In another first, Oak Hill embarked two armed River Patrol Boats (RPBs) from Riverine Squadron Three (RIVRON 3), Detachment 1, based in Yorktown, VA, for the deployment. The boats were stored aboard Oak Hill's boat deck and launched with the 30-ton crane. Originally built for river operations in Iraq, this deployment represents a new, viable mission for the boats. The RIVRON and Oak Hill team proved that RIVRON boats can effectively perform interdiction missions in rivers and coastal waters of Caribbean nations with the LSD serving as a supporting sea base.
"This deployment represents a new mission for amphibious ships," said Cmdr. David Bauer, Oak Hill commanding officer. "We found that an LSD can deploy with a wide variety of people and gear and effectively conduct the counter narcotics mission while at the same time supporting the Fourth Fleet Southern Partnership objectives and simultaneously being ready to conduct humanitarian assistance and disaster relief duties.
"An ability to conduct simultaneous air, amphibious and maritime operations, combined with a large cargo and fuel capacity, gives the operational commander the flexibility, stay time and punch needed to deploy medium sized forces around the world with little outside logistics support. On this mission, we proved that Oak Hill could deploy with Marine, Riverine, Coast Guard, Air Force and Army assets and truly become a Global Force for Good in the Caribbean region," said Baeur.
AMPHIB SPS-12 was also able to provide humanitarian assistance through its delivery of 95 pallets of Project Handclasp material, donated educational, humanitarian and goodwill material. During its SPS mission, Oak Hill stood ready as "first responders" to provide disaster relief throughout U.S. Southern Commands area of responsibility.
"AMPHIB-SPS 12 was a collaborative effort with all the branches of the armed services represented and working together aboard Oak Hill, and we demonstrated the flexibility of the Navy's amphibious ships by stretching the mission beyond what the LSD was originally designed to do," said Capt. Arturo Garcia, AMPHIB-SPS 12 mission commander. "With the SPMAGTF and its two CH-46E helicopters, two Riverine Patrol Boats and two Coast Guard boats, we carried and employed a unique and diverse capability into the region. With hard work and dedication, we were able to successfully complete all assigned tasks."
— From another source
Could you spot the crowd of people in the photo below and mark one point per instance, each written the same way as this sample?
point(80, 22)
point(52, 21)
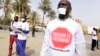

Southern Partnership Station is an annual deployment of U.S. ships to the U.S. Southern Command area of responsibility in the Caribbean, Central and South America. The mission's primary goal is information sharing with partner nation service members and civilians in the region.
U.S. Naval Forces Southern Command and U.S. 4th Fleet (COMUSNAVSO/C4F) supports U.S. Southern Command joint and combined full-spectrum military operations by providing principally sea-based, forward presence to ensure freedom of maneuver in the maritime domain, to foster and sustain cooperative relationships with international partners and to fully exploit the sea as maneuver space in order to enhance regional security and promote peace, stability, and prosperity in the Caribbean, Central and South American regions.